Tak hanya itu, pantauan terkait anggaran yang tertata saat ini jika dilihat secara besarannya memang cukup besar, namun jika dilihat dari rincian pembiayaan yang dikeluarkan, untuk mendukung pelayanan yang diberikan kepada korban justru jauh lebih besar dari biaya pemenuhan layanan untuk korban itu sendiri.
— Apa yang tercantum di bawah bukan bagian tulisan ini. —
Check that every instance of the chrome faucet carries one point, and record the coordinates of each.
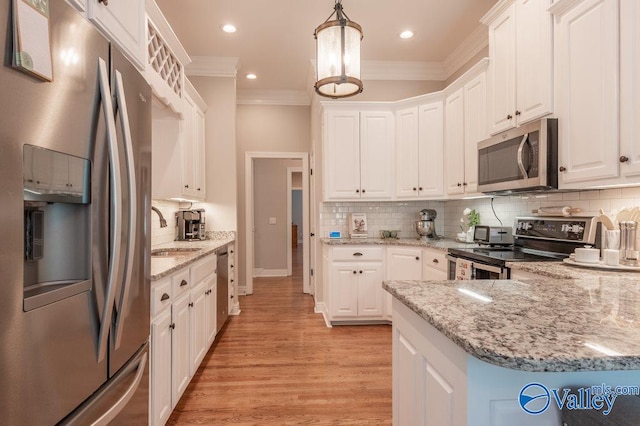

"Walaupun hal ini bukan sebuah temuan penyelewengan, karena biaya-biaya itu memang harus dikeluarkan, tapi seharusnya itu di luar dari anggaran yang dikhususkan untuk program perlindungan perempuan," ujar Nurhasanah.
ADVERTISEMENT
Adapun akhir dari pemantauan audit sosial ini adalah rekomendasi yang bisa dijadikan acuan bagi pihak-pihak terkait sebagai bentuk partisipasi masyarakat dalam menyuarakan aspirasi.
Rekomendasi yang dihasilkan antara lain pelibatan publik benar-benar dilakukan secara serius sejak dari proses perencanaan, implementasi, monitoring dan evaluasi, sehingga program-program yang dijalankan benar-benar tepat sasaran.
Selain itu, komunikasi yang efektif antara legislatif dan eksekutif harus dibangun dengan baik terkait peran dan kewenangan dalam melihat sudut pandang isu perlindungan perempuan sebagai isu prioritas, sehingga besaran anggaran yang disediakan sesuai dengan kebutuhan dalam pemberian layanan yang komprehensif kepada korban.
Pemanfaatan digitalisasi pada tahap perencanaan dan implementasi juga diminta harus didesain khusus agar masyarakat secara umum dapat mengakses dan menyampaikan aspirasinya secara langsung dimanapun dia berada.
ADVERTISEMENT
"Pelibatan media sejak pada tahapan penyusunan perencanaan pembangunan hingga pelaksanaan sangat penting sebagai bentuk keterbukaan informasi publik sekaligus untuk kontrol sosial," ujar Nurhasanah kembali.